В последний день зеленой недели, когда солнце шло на полдень, она пошла в чащу леса, отыскала там сказанную колдуном поляну, очертила около себя круг клыком черного вепря, воткнула посередине в землю черную свечу — и свеча сама собою загорелась синим огнем. Вдруг раздался шум: с гиканьем и ауканьем, быстро, как вихрь, помчалась через поляну несчетная вереница молодых девушек; все они были в легкой, сквозящей одежде и на всех были большие венки, покрывавшие все волосы и даже спускавшиеся на плечи. На одних венки сии были из осоки, на других из древесных ветвей, так что казалось, будто бы у них зеленые волосы. Девушки пробегали, минуя круг, но не замечая или не видя старухи; и она, откинув страх, всматривалась в лицо каждой. Смотрит — вот бежит и ее Горлинка. Старуха едва успела ее схватить за левую руку и втащить в круг. Другие, видно, не заметили того на быстром, исступленном бегу своем и, гикая и аукая, пронеслись мимо. Старая Фенна поспешно выхватила из земли пылающую черную свечу, подняла ее над головою своей дочери — и мигом зеленый венок из осоки затрещал, загорелся и рассыпался пеплом с головы Горпинкиной. В кругу Горлинка стояла, как оцепенелая; но едва мать вывела ее из круга, то она начала у нее проситься тихим, ласкающим голосом.

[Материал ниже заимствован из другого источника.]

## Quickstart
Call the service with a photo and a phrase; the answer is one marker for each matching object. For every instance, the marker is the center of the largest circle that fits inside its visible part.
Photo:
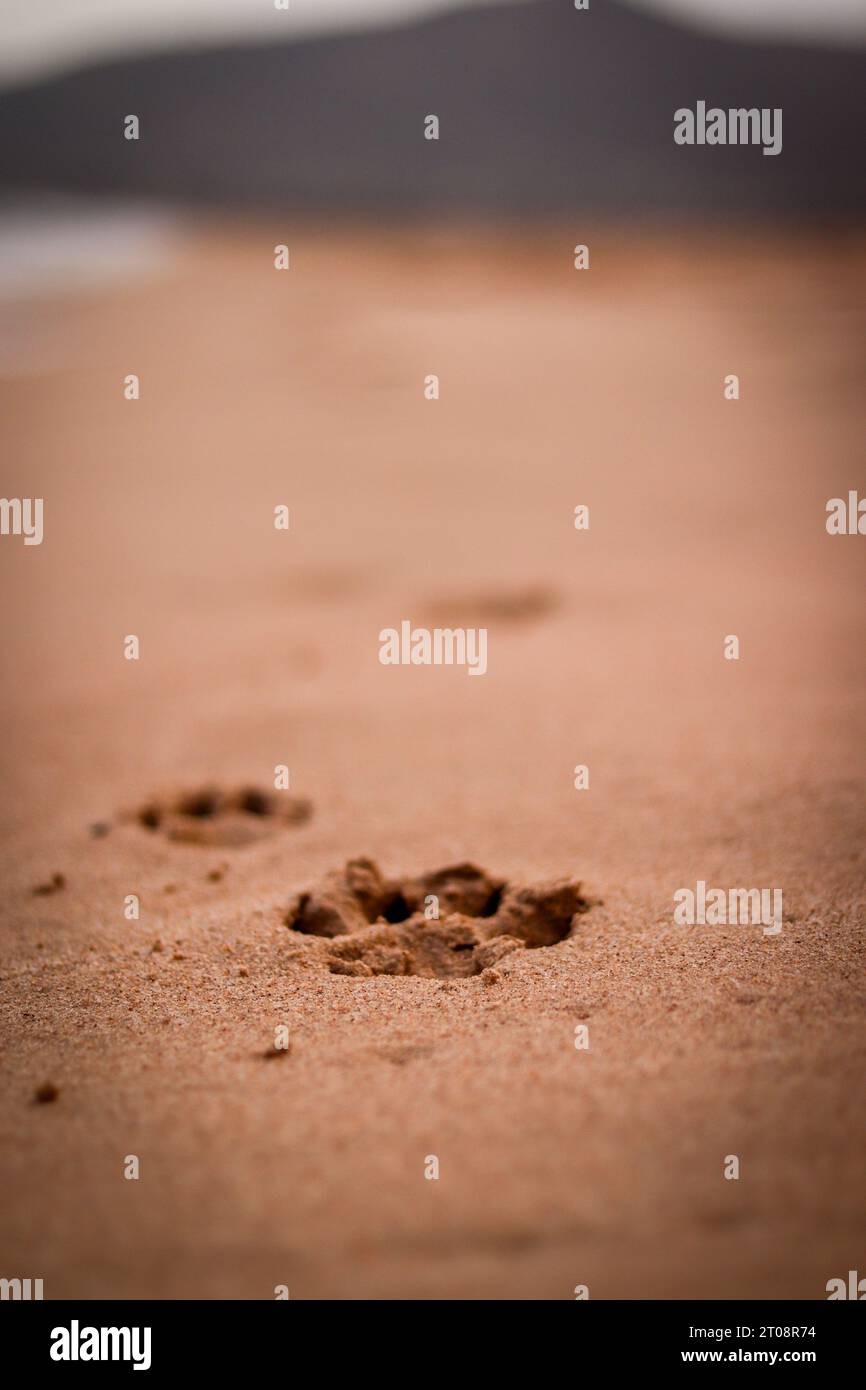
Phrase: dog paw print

— Мать! отпусти меня погулять по лесу, покачаться на зеленой неделе и снова погрузиться в подводные наши селения… Знаю, что ты тоскуешь, ты плачешь обо мне: кто же тебе мешает быть со мною неразлучно? Брось напрасный страх и опустись к нам на дно Днепра. Там весело! там легко! там все молодеют и становятся так же резвы, как струйки водяные, так же игривы и беззаботны, как молодые рыбки. У нас и солнышко сияет ярче, у нас и утренний ветерок дышит привольнее. Что в вашей земле? Здесь во всем нужды: то голод, то холод; там мы не знаем никаких нужд, всем довольны, плещемся водой, играем радугой, ищем по дну драгоценностей и ими утешаемся. Зимою нам тепло подо льдом, как под шубой; а летом в ясные ночи мы выходив греться на лучах месяца, резвимся, веселимся и для забавы часто шутим над живыми. Что в том беды, если мы подчас щекочем их или уносим на дно реки? разве им от того хуже? Они становятся так же легки и свободны, как и мы сами… Мать! отпусти меня: мне тяжко, мне душно быть с живыми! Отпусти меня, мать, когда любишь…

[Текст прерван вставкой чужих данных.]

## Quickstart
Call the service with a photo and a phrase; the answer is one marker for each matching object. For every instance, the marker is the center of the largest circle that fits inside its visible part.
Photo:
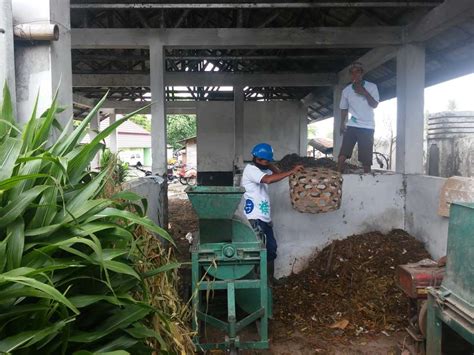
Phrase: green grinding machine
(227, 257)
(450, 326)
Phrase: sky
(437, 98)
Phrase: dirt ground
(284, 338)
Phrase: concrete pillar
(43, 66)
(158, 111)
(239, 126)
(336, 135)
(410, 108)
(114, 135)
(7, 57)
(303, 132)
(94, 127)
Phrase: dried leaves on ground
(351, 282)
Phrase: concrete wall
(154, 189)
(282, 124)
(215, 136)
(276, 123)
(369, 203)
(421, 213)
(43, 66)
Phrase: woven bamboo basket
(316, 190)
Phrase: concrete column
(43, 66)
(94, 127)
(303, 132)
(7, 57)
(239, 126)
(158, 111)
(410, 108)
(336, 135)
(114, 135)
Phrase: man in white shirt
(359, 98)
(255, 180)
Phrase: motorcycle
(169, 175)
(187, 177)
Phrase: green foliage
(180, 127)
(69, 276)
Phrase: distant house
(322, 145)
(188, 154)
(133, 143)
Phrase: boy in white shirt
(255, 180)
(359, 98)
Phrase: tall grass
(73, 276)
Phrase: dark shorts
(365, 142)
(265, 231)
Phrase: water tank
(450, 145)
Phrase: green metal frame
(200, 266)
(453, 304)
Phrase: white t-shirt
(362, 114)
(257, 201)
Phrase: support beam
(258, 5)
(450, 13)
(172, 107)
(206, 79)
(158, 113)
(410, 109)
(320, 37)
(83, 102)
(7, 58)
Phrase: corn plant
(69, 283)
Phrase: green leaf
(16, 241)
(119, 320)
(50, 291)
(143, 221)
(30, 337)
(17, 207)
(14, 180)
(9, 151)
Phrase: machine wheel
(423, 317)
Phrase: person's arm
(270, 179)
(274, 169)
(363, 91)
(344, 114)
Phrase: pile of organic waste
(289, 161)
(349, 288)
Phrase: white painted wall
(282, 124)
(421, 213)
(369, 203)
(276, 123)
(43, 66)
(215, 136)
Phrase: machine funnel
(215, 202)
(215, 206)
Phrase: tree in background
(179, 127)
(143, 121)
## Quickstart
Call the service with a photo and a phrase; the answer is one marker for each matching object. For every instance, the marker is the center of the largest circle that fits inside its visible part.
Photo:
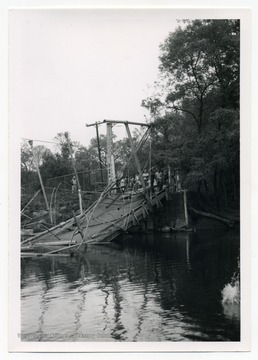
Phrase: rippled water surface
(155, 287)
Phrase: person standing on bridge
(74, 184)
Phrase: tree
(196, 109)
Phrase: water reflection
(155, 287)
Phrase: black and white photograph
(127, 126)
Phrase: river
(148, 287)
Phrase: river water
(150, 287)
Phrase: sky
(72, 67)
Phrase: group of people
(154, 181)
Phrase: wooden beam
(126, 122)
(137, 162)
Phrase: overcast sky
(72, 67)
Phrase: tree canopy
(196, 106)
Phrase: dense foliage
(196, 107)
(195, 111)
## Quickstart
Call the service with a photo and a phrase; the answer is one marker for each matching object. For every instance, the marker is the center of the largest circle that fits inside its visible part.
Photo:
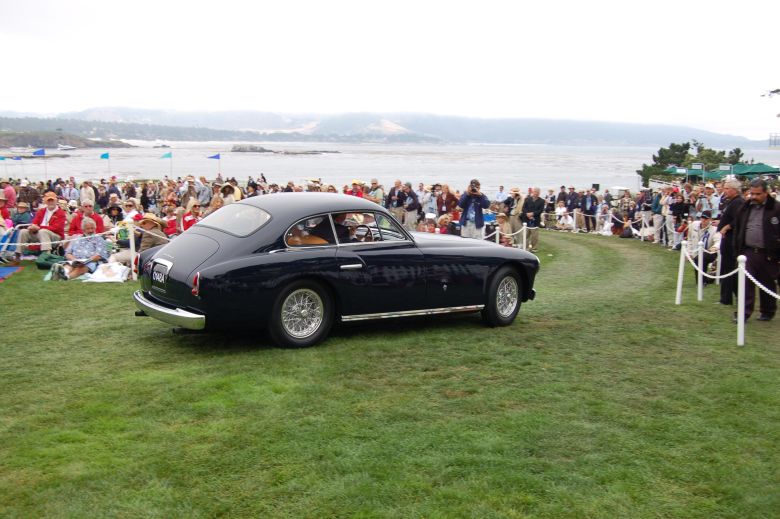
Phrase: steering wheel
(368, 236)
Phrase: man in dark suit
(757, 236)
(732, 197)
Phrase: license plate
(159, 276)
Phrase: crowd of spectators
(61, 210)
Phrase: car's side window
(388, 229)
(309, 232)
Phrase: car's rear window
(237, 219)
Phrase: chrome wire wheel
(302, 313)
(507, 296)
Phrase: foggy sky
(702, 64)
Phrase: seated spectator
(5, 214)
(47, 226)
(169, 219)
(131, 209)
(115, 215)
(22, 215)
(152, 235)
(87, 211)
(564, 221)
(82, 255)
(192, 216)
(216, 203)
(444, 224)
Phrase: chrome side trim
(412, 313)
(167, 263)
(174, 316)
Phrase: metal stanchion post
(681, 273)
(700, 274)
(741, 260)
(132, 251)
(525, 236)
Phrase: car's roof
(281, 204)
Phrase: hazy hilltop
(131, 123)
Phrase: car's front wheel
(503, 298)
(302, 315)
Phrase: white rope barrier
(762, 287)
(740, 271)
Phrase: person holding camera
(472, 202)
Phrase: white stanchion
(700, 274)
(717, 280)
(131, 225)
(741, 260)
(681, 273)
(525, 236)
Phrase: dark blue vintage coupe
(297, 262)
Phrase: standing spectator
(532, 216)
(411, 207)
(732, 197)
(446, 202)
(22, 215)
(86, 192)
(757, 235)
(376, 192)
(8, 190)
(472, 202)
(500, 195)
(395, 201)
(588, 203)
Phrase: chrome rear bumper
(174, 316)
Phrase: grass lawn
(603, 399)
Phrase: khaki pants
(514, 221)
(43, 236)
(410, 220)
(469, 230)
(533, 238)
(122, 257)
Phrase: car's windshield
(237, 219)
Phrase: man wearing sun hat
(48, 225)
(9, 191)
(151, 228)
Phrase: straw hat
(151, 217)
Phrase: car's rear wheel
(503, 298)
(302, 315)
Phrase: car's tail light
(196, 284)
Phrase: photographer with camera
(472, 202)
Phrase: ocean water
(523, 166)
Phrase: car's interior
(350, 227)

Старуха не слушала и все вела ее к своей хате, но с горестью узнала, что дочь ее сделалась русалкою. Вот пришли; старуха ввела Горлинку в хату; она села против печки, облокотись обеими руками себе на колена и уставя глаза в устье печки. В эту минуту черная свеча догорела и Горлинка сделалась неподвижною. Лицо ее посинело, все члены окостенели и стали холодны, как лед; волосы были мокры, как будто бы теперь только она вышла из воды. Страшно было глядеть на ее безжизненное лицо, на ее глаза открытые, тусклые и не видя смотрящие! Старуха поздно вскаялась, что послушалась лукавого колдуна; но и тут чувство матери и какая-то смутная надежда перемогли и страх и упреки совести: она решилась ждать во что бы то ни стало.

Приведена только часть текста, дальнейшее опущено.